Van camping in New Zealand starts at Cape Reinga
I stood in the shade of a lonely lighthouse, watching two seas collide. Cape Reinga, the most northern tip of New Zealand’s North Island, is where the Tasman Sea and Pacific Ocean are in a never-ending battle of currents. I had never seen such opposition in nature. This was where my trip began, but far from where it ended. I was my own tour guide as I traveled in a converted van and began camping in New Zealand for two weeks. My means of transportation, and my residence, was an older Toyota minivan, distinguished with scuffs and paint chips, which had been converted into a camper-van. It had a single burner for cooking, a small sink with a water tank, and a bed. It was fit for exploration.

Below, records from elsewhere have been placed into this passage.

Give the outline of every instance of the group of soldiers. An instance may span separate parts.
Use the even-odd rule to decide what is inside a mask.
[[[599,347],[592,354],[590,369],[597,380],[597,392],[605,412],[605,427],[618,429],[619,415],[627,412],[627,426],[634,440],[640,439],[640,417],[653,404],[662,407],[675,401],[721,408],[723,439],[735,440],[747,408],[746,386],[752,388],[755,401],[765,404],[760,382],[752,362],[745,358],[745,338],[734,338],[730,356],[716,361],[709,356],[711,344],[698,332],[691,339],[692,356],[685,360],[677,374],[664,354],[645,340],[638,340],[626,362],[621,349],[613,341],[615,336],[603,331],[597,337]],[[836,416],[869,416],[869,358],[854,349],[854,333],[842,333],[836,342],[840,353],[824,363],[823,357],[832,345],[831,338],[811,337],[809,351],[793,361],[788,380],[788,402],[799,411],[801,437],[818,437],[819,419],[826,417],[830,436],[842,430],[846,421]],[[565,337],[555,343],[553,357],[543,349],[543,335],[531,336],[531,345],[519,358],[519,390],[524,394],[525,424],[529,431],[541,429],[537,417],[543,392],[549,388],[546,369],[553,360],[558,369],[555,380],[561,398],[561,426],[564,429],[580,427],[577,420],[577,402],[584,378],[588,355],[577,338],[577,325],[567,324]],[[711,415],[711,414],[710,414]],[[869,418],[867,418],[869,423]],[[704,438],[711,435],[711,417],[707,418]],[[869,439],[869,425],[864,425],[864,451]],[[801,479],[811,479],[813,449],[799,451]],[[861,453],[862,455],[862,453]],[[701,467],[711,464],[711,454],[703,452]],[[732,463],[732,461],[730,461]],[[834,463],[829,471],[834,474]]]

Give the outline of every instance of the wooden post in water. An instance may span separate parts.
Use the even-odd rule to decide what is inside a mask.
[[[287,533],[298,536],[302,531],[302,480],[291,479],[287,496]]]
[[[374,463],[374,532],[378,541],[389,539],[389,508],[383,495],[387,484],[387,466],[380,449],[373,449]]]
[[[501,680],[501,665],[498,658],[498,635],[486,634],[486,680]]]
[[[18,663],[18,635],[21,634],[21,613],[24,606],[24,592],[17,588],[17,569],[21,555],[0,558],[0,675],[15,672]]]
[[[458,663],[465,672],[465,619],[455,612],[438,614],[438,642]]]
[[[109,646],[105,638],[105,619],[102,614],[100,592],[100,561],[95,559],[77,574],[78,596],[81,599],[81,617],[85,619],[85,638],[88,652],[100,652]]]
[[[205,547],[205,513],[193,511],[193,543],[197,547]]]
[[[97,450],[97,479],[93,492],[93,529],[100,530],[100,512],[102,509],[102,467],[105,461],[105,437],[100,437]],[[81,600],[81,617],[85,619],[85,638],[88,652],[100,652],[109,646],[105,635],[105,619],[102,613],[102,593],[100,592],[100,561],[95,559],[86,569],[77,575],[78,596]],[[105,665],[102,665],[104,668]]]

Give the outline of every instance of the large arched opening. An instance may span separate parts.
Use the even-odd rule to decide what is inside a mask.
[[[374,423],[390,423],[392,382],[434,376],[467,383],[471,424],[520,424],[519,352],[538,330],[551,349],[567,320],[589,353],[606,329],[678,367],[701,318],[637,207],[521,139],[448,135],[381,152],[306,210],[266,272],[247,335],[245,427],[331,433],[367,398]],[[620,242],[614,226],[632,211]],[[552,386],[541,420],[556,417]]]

Hidden Beauty – Only discovered by Camping in New Zealand
Undulating roads traverse through grassy farmlands. Thousands of sheep graze on the hillsides and cows rest in the shade. That can describe most of New Zealand, but the expanse of it all always took my breath away. I had never seen so much wide-open land before. Hidden, and sometimes out in the open, are unexpected natural treasures that transport you into an imaginative world of alien-like fauna, ominous caves, and tree-tunneled trails that ascend into valleys, which can be surrounded by glacier-covered peaks. Most of these hidden beauties aren’t something you’d find by following your typical Trip Advisor itinerary, but instead are often only experienced through discovery and exploration. Traveling in a van and camping in New Zealand by myself on the North Island provided me the freedom to explore at my own pace and venture off the beaten path to discover what lies beyond the suggestions in my Lonely Planet book.
Starry afternoons in a New Zealand Glow Worm Cave
Midway through my journey down to the bottom of the North Island, I found a glowworm cave tour not to far from Rotorua, which is famous for its geothermal pools. People I met at various campsites while van camping in New Zealand said it was definitely worth the money, so I splurged. Adorned in a wetsuit, booties, a helmet with a headlight, and an inner tube, I followed the guide and other members of the tour down into the cave. There was rigged lighting that gently illuminated the cave, but only at the entrance. We sat on our inner tubes in a stream that slithered through the underground labyrinth. It got progressively darker the longer we floated, until it looked like I was gazing up at the night sky. The current slowly moved us along, but I was lost in the “starry” glowworm ceiling.
Sunsoaked Vineyards enroute to South Island, New Zealand
The day before catching the ferry to the South Island for the rest of my New Zealand Adventure, I drove through acres of vineyards to reach the southern tip of the North Island. I arrived in time to see the sun color the world shades of oranges and purples. I parked right above the water’s edge and opened the van’s trunk to cook dinner. The small crashing waves chased a few small penguins up the beach, where they would sleep for the night. I ate my soup in the front seat, lounging with my feet out the window. I couldn’t believe the past six days of road tripping and camping in New Zealand on my own. It was an almost fictional daze of hiking in caves, swimming in natural hot springs, and driving on the beach. This was real. It was all real. I was the captain of my own travels, leading a journey inspired by interest, fun, and the unexpected. I couldn’t imagine what other surprises awaited me on the next leg of my trip as I set out for more camping in New Zealand, this time on the South Island.